4. The state presented countervailing evidence from Drs. Salcedo and Richoux, who testified that they found the defendant non-psychotic and almost certainly sane at the time of the offense, even while acknowledging a consistent history of diagnosis for significant mental disorders and for mental retardation. On the latter question, both doctors testified that the defendant was not, in fact, mentally retarded. In particular, Dr. Salcedo saw no need to administer an I.Q. test to the defendant because it was clear to him that defendant's I.Q. did not fall below 69, “which is where mild mental retardation begins.”Given the divergent medical opinion on the question of respondent's mental status and his sanity at the time of the offense, the court of appeal found that “[v]iewing all of the evidence in a light most favorable to the prosecution, any rational trier of fact could have found that defendant failed to prove by a preponderance of the evidence that he was unable to distinguish between right and wrong at the time he raped his daughter.” Morgan, 99-2685 at 23, 779 So.2d at 30.
5. The distinction drawn by Dr. Zimmerman between an individual's comprehension of legal wrong and moral wrong touched on an ambiguity in Louisiana's law regarding the M'Naughten right/wrong test of legal insanity incorporated in La.R.S. 14:14. We discussed the distinction in Abercrombie and concluded that, at least until the legislature further refines the standard in La.R.S. 14:14, this state follows the “predominant practice in American jurisdictions” by permitting a jury “to find the accused sane if the accused knows it is ‘wrong’ to commit the offense, without specifying that he must know it is either ‘legally’ or ‘morally’ wrong.” Abercrombie, 375 So.2d at 1178; see 1 Wayne R. LaFave, Substantive Criminal Law, § 7.2(b), p. 538 (2nd ed. 2003)(“In England, M'Naughten is now read as requiring that the defendant know that the act was legally wrong. In this country, however, the question of whether wrong means legally or morally wrong has not been clearly resolved. The issue has very seldom been raised; this part of the M'Naughten test is simply given to the jury without explanation.”) (footnotes omitted). Many jurisdictions treat the distinction as one without a meaningful difference in terms of a defendant's culpability for his acts. See State v.
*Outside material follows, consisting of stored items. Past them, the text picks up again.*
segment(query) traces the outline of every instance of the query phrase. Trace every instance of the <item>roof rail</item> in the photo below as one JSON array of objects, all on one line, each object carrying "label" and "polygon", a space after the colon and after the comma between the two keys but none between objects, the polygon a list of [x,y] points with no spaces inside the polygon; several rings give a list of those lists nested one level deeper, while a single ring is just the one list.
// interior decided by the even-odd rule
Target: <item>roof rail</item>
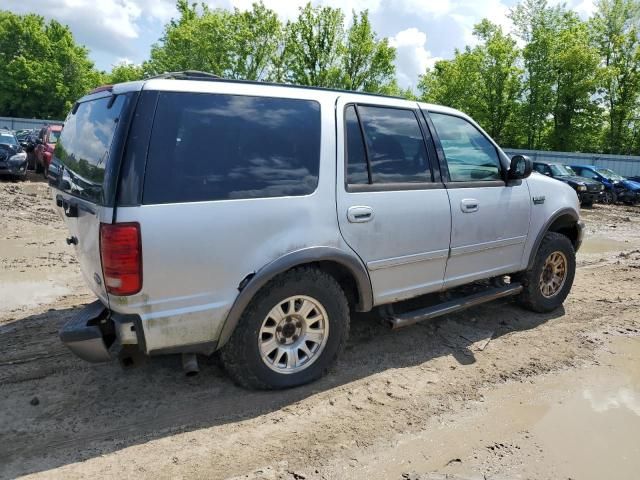
[{"label": "roof rail", "polygon": [[358,95],[366,95],[369,97],[382,97],[382,98],[398,98],[402,100],[406,100],[403,97],[397,95],[384,95],[381,93],[369,93],[369,92],[360,92],[353,90],[344,90],[337,88],[327,88],[327,87],[315,87],[311,85],[295,85],[291,83],[276,83],[276,82],[268,82],[268,81],[260,81],[260,80],[241,80],[235,78],[225,78],[215,75],[213,73],[201,72],[199,70],[184,70],[182,72],[165,72],[160,75],[154,75],[152,77],[146,77],[143,80],[155,80],[155,79],[169,79],[169,80],[205,80],[210,82],[230,82],[230,83],[243,83],[247,85],[271,85],[274,87],[287,87],[287,88],[300,88],[305,90],[318,90],[325,92],[335,92],[335,93],[356,93]]},{"label": "roof rail", "polygon": [[209,72],[201,72],[199,70],[184,70],[182,72],[165,72],[153,77],[147,77],[145,80],[152,78],[168,78],[173,80],[224,80],[218,75]]}]

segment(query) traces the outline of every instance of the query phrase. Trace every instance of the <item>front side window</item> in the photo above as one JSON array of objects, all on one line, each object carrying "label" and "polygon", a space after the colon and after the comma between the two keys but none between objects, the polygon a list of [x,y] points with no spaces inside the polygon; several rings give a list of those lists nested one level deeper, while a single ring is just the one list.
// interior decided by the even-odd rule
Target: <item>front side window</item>
[{"label": "front side window", "polygon": [[432,181],[422,131],[412,110],[349,105],[345,121],[347,183]]},{"label": "front side window", "polygon": [[452,182],[502,180],[500,160],[493,144],[464,118],[429,114],[449,167]]},{"label": "front side window", "polygon": [[143,203],[313,193],[320,105],[311,100],[161,93]]}]

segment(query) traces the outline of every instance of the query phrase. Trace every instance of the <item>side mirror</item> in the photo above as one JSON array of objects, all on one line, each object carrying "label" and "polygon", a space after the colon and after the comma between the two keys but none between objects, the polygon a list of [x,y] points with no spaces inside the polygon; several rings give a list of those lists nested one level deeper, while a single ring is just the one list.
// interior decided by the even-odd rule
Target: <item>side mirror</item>
[{"label": "side mirror", "polygon": [[509,167],[508,179],[521,180],[531,175],[533,171],[533,162],[529,157],[524,155],[515,155],[511,158],[511,166]]}]

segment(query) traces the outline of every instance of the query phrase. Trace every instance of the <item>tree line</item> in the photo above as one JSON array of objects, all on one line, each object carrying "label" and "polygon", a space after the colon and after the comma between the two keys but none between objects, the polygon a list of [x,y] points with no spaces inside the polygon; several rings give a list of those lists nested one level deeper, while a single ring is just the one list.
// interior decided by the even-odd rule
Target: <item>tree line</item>
[{"label": "tree line", "polygon": [[474,46],[420,76],[396,81],[396,50],[368,12],[301,7],[283,22],[262,3],[213,9],[178,0],[141,65],[98,71],[88,50],[55,20],[0,11],[0,115],[63,118],[97,85],[169,71],[395,95],[474,117],[512,148],[637,154],[640,151],[640,0],[599,0],[581,19],[565,5],[523,0],[511,32],[484,19]]}]

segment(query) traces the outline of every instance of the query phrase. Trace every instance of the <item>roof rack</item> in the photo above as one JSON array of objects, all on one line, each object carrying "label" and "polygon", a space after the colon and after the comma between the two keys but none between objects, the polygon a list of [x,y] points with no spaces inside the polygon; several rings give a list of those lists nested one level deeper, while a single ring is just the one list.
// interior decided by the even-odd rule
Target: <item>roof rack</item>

Worlock, 117 N.J. 596, 569 A.2d 1314, 1322 (1990)(“Because an act that is contrary to law will generally contravene societal morals, a defendant who claims that he or she lacked the capacity to comprehend either legal or moral wrong need not receive a charge distinguishing the two kinds of wrong.”); State v. Crenshaw, 98 Wash.2d 789, 659 P.2d 488, 494 (1983)(“The law is, for the most part, an expression of collective morality․ [S]ince by far the vast majority of cases in which insanity is pleaded as a defense to criminal prosecutions involves acts which are universally regarded as morally wicked as well as illegal, the hair-splitting distinction between legal and moral wrong need not be given much attention.”)(internal quotation marks and citations omitted).
TRAYLOR, KNOLL and WEIMER, JJ., concur and assign reasons.